Although Braxton was announced on Sunday as the unanimous choice by the Riverside Church search committee, which interviewed 65 candidates, he still needs a two-thirds vote by congregants who attend the service on Sept. 14. The vote is scheduled to be taken after he delivers what church officials describe as his "candidate sermon."
Braxton was ordained in 1991 at Salem's First Baptist Church, where his father, the late Rev. James Braxton, ministered for more than 30 years before his death in 2004 at 75.
Braxton's Salem roots were evident on Friday, when Cheryle Wills, chairwoman of Riverside's search committee, said she phoned him from Manhattan to discuss his candidacy. "He was in Salem visiting his mother, because she had assembled deacons and elders of his dad's church to come and pray for him," she said. "I think that says a lot about him."

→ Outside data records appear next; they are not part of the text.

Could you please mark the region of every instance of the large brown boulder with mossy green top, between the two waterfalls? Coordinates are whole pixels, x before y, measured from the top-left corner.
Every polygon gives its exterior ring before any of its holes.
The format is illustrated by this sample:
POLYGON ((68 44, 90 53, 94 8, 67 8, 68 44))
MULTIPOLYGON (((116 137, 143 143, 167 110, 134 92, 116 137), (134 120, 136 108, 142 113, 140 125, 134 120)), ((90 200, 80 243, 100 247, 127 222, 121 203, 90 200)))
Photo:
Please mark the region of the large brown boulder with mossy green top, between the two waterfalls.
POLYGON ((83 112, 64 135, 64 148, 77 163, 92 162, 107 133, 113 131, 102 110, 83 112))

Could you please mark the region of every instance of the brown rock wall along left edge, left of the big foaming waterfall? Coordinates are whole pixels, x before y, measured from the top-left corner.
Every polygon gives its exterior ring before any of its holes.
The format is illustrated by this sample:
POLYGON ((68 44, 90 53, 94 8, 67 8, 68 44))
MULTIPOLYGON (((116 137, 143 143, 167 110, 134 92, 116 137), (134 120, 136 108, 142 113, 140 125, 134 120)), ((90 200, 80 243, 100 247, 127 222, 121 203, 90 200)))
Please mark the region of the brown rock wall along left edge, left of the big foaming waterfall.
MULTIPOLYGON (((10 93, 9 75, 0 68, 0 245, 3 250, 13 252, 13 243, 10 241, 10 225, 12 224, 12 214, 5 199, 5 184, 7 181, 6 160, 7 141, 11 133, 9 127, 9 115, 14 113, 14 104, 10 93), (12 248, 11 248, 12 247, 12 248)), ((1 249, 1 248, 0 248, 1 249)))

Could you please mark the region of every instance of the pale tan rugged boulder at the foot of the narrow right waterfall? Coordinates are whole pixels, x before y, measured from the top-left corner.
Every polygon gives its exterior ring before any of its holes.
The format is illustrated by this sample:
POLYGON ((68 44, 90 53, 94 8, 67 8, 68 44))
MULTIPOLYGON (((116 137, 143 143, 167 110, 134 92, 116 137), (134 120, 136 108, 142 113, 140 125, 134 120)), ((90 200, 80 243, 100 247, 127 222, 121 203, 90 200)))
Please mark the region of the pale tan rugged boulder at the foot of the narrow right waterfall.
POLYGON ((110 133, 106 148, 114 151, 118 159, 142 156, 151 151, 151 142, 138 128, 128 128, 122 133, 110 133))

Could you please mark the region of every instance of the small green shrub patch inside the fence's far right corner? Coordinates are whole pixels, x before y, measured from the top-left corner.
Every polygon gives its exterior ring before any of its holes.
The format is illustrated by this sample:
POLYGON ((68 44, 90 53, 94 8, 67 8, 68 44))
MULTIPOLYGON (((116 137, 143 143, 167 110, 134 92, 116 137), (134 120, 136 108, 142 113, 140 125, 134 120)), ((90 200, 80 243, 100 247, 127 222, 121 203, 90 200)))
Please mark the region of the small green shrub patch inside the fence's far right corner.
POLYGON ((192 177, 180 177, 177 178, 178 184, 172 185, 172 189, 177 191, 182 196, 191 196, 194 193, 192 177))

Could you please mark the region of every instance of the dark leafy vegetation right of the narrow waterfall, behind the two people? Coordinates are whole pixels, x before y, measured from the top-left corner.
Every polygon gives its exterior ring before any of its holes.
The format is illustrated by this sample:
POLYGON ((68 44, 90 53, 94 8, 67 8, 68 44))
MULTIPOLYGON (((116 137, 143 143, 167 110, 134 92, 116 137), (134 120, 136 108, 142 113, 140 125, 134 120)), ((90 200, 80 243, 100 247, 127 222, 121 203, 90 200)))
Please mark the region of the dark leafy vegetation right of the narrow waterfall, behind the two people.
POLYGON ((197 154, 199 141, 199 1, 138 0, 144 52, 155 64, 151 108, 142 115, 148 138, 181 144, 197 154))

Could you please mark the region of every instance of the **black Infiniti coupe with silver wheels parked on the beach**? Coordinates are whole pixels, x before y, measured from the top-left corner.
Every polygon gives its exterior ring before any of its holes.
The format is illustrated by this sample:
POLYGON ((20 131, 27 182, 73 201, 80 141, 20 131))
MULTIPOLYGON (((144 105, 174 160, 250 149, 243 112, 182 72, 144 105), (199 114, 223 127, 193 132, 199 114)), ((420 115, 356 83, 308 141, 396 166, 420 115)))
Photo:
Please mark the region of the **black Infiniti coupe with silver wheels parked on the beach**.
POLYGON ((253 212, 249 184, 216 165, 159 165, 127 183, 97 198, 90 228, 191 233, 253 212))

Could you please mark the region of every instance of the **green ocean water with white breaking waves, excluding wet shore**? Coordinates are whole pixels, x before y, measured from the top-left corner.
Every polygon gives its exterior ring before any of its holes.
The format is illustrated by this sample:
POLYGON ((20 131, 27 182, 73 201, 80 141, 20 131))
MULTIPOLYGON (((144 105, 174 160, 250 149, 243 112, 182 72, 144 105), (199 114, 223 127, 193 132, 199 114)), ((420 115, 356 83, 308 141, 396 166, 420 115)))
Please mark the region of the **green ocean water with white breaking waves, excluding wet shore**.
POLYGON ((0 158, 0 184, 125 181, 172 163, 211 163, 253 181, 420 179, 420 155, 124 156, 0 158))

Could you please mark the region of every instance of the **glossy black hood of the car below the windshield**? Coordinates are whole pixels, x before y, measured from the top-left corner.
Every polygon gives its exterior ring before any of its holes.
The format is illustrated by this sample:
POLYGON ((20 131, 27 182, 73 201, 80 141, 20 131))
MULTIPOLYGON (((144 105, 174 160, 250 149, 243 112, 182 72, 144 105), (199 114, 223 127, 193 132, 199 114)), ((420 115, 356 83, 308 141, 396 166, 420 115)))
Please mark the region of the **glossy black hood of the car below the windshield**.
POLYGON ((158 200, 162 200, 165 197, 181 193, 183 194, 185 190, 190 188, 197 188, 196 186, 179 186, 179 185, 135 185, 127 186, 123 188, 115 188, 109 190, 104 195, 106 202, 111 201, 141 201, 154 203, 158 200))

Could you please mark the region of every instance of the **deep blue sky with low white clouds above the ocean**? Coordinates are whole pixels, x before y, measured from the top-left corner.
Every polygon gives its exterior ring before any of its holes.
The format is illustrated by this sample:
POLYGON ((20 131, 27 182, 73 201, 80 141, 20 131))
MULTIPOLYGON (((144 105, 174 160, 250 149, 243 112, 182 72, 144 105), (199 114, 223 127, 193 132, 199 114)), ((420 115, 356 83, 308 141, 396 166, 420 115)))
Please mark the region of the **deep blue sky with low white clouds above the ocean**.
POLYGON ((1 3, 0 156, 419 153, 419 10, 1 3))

Yet Braxton's career has taken him far from home at times. Currently an associate professor of religion at Vanderbilt University in Nashville, Tenn., he has studied as a Rhodes Scholar at Oxford University in England, earned a Ph.D. in New Testament studies from Emory University in Atlanta and was senior pastor for five years at Douglas Memorial Community Church, an interdenominational congregation in Baltimore, with a reputation for social activism.
Riverside Church, affiliated with two denominations -- the American Baptist Churches and the United Church of Christ -- is a racially diverse congregation. Controversy is nothing new there. The previous minister, the Rev. James Forbes, who retired in 2007 at 71 after 18 years in the pulpit, welcomed gays and Buddhists through the doors of the tall Gothic church at 120th Street and Riverside Drive in Manhattan.

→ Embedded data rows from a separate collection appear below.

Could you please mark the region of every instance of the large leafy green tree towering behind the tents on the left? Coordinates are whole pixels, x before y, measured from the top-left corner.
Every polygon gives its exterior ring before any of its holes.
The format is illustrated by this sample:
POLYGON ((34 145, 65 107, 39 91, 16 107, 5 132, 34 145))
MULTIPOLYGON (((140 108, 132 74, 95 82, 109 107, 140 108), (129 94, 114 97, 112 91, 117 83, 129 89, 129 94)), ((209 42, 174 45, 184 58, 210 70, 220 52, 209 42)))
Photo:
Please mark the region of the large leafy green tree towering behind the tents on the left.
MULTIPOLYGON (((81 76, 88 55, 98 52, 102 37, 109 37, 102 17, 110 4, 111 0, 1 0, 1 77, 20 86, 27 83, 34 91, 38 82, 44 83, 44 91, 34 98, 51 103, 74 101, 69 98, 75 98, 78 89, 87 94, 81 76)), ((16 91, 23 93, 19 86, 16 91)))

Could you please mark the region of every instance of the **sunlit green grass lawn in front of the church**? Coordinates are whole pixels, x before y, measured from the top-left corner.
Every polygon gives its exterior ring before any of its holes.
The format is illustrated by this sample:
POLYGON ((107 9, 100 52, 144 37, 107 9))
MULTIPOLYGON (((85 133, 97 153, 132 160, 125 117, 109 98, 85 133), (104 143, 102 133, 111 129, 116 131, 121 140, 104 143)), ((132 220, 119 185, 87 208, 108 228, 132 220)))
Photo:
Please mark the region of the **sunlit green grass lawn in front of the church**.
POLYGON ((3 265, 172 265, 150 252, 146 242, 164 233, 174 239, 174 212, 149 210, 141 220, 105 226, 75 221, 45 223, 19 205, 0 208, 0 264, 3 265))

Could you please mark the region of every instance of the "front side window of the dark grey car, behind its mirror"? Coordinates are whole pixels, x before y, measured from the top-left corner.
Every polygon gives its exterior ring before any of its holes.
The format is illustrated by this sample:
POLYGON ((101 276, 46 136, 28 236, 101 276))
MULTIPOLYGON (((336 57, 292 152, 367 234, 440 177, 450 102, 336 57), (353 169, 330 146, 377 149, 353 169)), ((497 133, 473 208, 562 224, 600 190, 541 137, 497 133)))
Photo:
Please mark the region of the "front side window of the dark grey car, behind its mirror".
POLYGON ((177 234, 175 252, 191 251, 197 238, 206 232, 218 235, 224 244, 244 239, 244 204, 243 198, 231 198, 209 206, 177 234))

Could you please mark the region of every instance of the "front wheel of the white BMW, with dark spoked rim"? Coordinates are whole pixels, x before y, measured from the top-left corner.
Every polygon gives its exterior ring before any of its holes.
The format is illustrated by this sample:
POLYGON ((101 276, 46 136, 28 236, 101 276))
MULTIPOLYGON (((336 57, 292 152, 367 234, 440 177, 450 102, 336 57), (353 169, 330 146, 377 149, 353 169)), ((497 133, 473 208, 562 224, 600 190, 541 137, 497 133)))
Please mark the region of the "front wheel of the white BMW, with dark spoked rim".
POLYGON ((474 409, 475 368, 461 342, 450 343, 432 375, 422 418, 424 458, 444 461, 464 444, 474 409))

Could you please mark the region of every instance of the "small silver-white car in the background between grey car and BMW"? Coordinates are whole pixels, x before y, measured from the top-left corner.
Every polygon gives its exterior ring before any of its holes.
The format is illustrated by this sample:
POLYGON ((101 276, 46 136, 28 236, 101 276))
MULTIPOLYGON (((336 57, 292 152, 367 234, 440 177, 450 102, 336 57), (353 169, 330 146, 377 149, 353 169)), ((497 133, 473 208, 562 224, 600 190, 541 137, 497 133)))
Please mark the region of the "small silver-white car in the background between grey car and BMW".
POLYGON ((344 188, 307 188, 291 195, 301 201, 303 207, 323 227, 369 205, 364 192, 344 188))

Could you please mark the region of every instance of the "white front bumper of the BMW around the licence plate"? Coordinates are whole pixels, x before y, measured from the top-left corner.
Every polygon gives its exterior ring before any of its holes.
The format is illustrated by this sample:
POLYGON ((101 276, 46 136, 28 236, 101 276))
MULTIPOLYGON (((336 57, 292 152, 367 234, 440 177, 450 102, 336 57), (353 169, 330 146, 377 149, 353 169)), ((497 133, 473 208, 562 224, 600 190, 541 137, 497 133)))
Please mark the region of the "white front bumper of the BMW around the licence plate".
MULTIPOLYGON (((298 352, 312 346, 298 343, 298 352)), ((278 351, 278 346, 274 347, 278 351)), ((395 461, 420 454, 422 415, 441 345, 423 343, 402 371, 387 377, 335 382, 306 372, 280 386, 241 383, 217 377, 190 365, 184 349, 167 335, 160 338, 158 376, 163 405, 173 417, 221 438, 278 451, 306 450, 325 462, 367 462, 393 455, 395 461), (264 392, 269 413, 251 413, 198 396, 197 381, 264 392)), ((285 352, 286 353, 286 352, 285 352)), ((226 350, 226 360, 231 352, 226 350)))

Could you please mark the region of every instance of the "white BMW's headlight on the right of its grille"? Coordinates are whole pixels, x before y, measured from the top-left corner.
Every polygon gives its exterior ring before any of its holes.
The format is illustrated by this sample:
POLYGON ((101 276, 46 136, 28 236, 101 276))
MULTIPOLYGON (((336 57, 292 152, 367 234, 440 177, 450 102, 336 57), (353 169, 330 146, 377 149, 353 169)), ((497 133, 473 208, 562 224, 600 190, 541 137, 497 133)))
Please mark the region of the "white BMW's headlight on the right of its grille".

The senior pastor before Forbes, the Rev. William Sloane Coffin Jr., called for an end to the production of nuclear weapons and encouraged attendance by political refugees from Central America.
"Social justice is the anchor at Riverside Church," said Wills, a television and radio entrepreneur who has attended there regularly since moving to New York from Cleveland in 2000. Noting that Braxton is black, Wills said, "If you look at the leadership of black pastors in the U.S., you find that they have represented all of us who have needed a proponent for our individual rights: gays, women and children. All have been propelled by black leaders like Dr. King. A rising tide has lifted all boats."

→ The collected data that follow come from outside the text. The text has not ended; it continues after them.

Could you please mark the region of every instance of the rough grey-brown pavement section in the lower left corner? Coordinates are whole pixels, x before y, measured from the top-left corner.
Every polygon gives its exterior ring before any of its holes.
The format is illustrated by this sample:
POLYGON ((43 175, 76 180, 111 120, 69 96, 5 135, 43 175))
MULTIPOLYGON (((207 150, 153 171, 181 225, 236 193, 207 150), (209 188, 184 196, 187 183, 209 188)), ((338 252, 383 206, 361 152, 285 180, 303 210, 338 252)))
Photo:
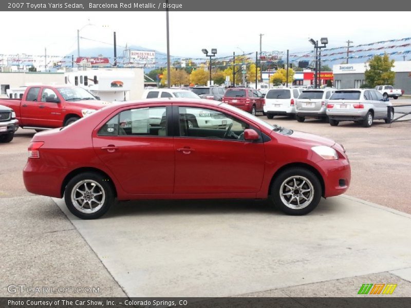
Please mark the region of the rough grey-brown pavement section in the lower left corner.
POLYGON ((0 297, 125 296, 50 198, 0 199, 0 217, 0 297), (9 285, 33 289, 21 293, 17 287, 16 293, 9 293, 9 285), (38 293, 35 287, 46 287, 48 293, 38 293), (75 292, 77 287, 98 287, 99 292, 75 292))

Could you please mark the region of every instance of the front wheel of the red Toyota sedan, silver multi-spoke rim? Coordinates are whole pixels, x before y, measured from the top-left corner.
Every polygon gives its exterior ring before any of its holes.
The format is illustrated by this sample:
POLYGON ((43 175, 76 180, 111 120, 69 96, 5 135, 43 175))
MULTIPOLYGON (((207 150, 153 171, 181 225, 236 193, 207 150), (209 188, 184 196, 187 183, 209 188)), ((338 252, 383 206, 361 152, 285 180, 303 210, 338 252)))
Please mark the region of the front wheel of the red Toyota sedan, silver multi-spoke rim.
POLYGON ((321 196, 320 180, 313 172, 301 167, 292 167, 282 171, 271 185, 271 201, 276 208, 288 215, 310 213, 319 204, 321 196), (300 185, 302 187, 298 187, 300 185), (295 187, 295 189, 290 189, 290 187, 295 187), (295 195, 296 193, 298 195, 295 195))

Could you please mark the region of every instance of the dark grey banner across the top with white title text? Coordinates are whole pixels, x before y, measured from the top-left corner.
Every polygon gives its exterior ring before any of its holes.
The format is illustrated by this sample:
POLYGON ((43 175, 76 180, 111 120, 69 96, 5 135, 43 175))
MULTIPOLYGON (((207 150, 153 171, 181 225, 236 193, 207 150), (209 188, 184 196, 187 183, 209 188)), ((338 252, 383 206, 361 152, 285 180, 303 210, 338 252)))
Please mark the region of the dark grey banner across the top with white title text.
MULTIPOLYGON (((307 18, 320 17, 309 12, 314 11, 409 11, 411 2, 391 0, 6 0, 0 2, 1 11, 306 11, 307 18)), ((395 17, 389 15, 388 17, 395 17)), ((387 17, 387 18, 388 18, 387 17)), ((275 15, 273 15, 275 18, 275 15)), ((365 15, 364 18, 373 18, 365 15)), ((258 21, 256 21, 258 22, 258 21)), ((393 22, 393 21, 386 21, 393 22)))

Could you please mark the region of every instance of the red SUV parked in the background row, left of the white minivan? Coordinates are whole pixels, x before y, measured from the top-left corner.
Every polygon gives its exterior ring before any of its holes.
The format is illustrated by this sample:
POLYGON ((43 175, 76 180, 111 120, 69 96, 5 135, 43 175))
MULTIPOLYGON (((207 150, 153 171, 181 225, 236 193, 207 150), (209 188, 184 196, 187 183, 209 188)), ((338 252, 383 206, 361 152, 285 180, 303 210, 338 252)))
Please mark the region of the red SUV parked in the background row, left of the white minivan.
POLYGON ((263 111, 264 97, 255 89, 230 88, 224 94, 222 102, 255 115, 255 112, 263 111))

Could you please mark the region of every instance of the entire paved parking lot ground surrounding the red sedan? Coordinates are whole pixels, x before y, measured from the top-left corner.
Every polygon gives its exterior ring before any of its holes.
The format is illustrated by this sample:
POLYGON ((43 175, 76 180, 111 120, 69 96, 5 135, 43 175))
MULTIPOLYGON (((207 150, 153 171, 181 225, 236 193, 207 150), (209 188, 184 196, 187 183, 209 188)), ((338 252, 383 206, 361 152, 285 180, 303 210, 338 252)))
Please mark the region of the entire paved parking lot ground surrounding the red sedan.
POLYGON ((409 296, 411 122, 267 121, 344 144, 346 196, 298 218, 264 201, 162 201, 124 202, 82 221, 61 200, 24 189, 34 132, 19 129, 0 145, 0 296, 46 296, 11 294, 10 284, 99 286, 92 296, 355 296, 378 282, 409 296))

Braxton's father had something of an activist bent. In the 1960s he successfully lobbied the Salem council to change some street names so they didn't become different when they crossed into historically black neighborhoods.
In Manhattan, Riverside's congregation will require that Braxton live on the Upper West Side, a upscale neighborhood between Central Park and the Hudson River above 59th Street, according to Leah Watkins, a spokeswoman for the church. "Some people who work in Manhattan live in Connecticut, but he's supposed to live close by," she said.
The contract agreement about his salary is still in negotiation, Wills said. She predicted that Braxton's experiences in England and Baltimore, along with his personal skills and intelligence, will help him adapt quickly to life and work in Manhattan: "I think the question will be if New York can keep up with him."